When Divine Peace was established in 1957, it was built on the outskirts of a growing city, surrounded by farmland. Over the years, farmland gave way to starter homes and apartment buildings. As homeowners began to move to the suburbs and those in the apartments constantly came and went, it became difficult for Divine Peace to build lasting relationships with its transient neighbors and sustain its membership.
As the congregation began to run out of resources and its pastor took a call to another congregation in June 2021, Divine Peace’s leadership knew it was time to prayerfully evaluate its future. Retired Pastor James Aderman, a member at Divine Peace, worked with church leadership to ask some tough questions. “We asked ourselves, ‘What does God want our congregation to do and be like?’ ’’ he remembers. “We then asked, ‘Do we have the resources to reach out with the gospel to our community?’ ” Members also looked at the density of WELS congregations that are now in the area—four within a 1.5-mile radius.
“As the congregation discussed whether to soldier on with limited manpower and diminishing finances, I was pleased to hear members say things like, ‘I hate the thought of closing our church, but if all we are able to do is exist and not actively share the gospel, we should not continue. Church is more than having a service on Sunday,’ ” recalls Aderman.
By the end of August, after extensive Scripture study and prayer, open forums, and a special sermon series, the congregation determined it no longer could carry out a sustainable ministry. “We believed it was a better use of our time, talents, and treasures to close Divine Peace and redeploy these gifts to other areas of ministry. This redeployment would involve sending our membership to other WELS congregations in our community to support and strengthen those churches,” says Gottschalk.
Divine Peace also could now continue a ministry that has always been of utmost importance to the congregation: reaching outside the church’s four walls with the gospel. They decided to work with WELS Foundation to sell the church and parsonage and split the assets: 80 percent to WELS to support WELS Missions and Congregational Services and 20 percent to support Christian education at nearby Wisconsin Lutheran High School through its foundation’s endowment. Even though Divine Peace closed its doors, its legacy of faith will continue for years to come.

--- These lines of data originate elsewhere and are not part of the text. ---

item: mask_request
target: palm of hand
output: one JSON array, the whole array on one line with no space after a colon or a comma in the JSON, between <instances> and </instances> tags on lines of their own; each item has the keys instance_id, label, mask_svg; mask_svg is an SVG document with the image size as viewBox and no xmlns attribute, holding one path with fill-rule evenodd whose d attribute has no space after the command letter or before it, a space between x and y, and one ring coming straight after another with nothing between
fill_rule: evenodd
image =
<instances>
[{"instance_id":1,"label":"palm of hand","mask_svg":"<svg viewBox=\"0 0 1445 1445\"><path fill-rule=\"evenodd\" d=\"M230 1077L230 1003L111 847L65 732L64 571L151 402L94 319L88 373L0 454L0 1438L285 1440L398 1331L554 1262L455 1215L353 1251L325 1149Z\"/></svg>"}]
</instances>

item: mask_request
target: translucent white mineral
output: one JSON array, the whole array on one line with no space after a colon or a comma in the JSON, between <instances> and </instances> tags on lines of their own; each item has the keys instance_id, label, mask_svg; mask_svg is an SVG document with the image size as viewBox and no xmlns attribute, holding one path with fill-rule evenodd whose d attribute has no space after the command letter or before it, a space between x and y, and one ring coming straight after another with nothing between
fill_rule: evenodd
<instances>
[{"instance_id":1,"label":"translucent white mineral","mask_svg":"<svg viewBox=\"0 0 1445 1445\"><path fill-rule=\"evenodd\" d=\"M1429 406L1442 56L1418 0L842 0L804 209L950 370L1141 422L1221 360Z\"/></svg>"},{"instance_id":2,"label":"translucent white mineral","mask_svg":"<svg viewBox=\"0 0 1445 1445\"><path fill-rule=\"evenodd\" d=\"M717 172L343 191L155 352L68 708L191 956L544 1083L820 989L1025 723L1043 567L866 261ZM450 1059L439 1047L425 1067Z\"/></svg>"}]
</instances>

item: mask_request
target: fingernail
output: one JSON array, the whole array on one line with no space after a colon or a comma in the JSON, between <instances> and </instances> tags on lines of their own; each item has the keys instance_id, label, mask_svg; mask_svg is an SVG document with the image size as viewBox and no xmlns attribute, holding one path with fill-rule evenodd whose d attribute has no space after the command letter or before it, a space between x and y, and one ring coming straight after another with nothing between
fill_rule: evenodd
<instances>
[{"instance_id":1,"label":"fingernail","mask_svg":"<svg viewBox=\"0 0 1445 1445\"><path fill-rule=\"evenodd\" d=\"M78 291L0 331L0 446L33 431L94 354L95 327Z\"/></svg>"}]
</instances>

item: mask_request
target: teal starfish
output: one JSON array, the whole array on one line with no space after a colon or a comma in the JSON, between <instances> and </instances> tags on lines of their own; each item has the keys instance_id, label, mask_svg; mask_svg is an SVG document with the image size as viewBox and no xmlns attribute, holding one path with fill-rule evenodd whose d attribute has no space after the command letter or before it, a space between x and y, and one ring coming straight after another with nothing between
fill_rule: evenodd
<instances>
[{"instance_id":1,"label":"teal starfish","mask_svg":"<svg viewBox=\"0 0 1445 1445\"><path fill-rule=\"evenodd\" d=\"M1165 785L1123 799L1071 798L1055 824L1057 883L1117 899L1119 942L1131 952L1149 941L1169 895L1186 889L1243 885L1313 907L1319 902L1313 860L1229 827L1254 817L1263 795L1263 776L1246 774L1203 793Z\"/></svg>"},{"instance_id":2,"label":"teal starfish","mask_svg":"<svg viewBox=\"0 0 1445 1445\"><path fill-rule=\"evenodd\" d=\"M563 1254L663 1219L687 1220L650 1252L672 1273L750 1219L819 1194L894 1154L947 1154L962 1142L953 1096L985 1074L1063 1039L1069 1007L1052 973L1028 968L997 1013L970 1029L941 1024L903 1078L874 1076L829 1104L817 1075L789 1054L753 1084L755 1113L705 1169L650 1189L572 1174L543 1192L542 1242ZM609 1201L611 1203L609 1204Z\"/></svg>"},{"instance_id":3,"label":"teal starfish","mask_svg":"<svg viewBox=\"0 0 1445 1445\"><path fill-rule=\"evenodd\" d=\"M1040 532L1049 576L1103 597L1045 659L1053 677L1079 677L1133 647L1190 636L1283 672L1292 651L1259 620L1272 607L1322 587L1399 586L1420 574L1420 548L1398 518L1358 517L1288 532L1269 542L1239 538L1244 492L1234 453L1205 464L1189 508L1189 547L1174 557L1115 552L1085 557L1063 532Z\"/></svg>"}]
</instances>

Founding Divine Peace member Elaine Cook admits she will miss the relationships she and her family built at the church over the past six decades. But she trusts God’s plan and continues to lean on the faith that has sustained her for 95 years: “Although I don’t always understand, I know that God is directing. And you leave it there. I just pray and thank God we had Divine Peace in our lives. That we could be part of it was a gift.”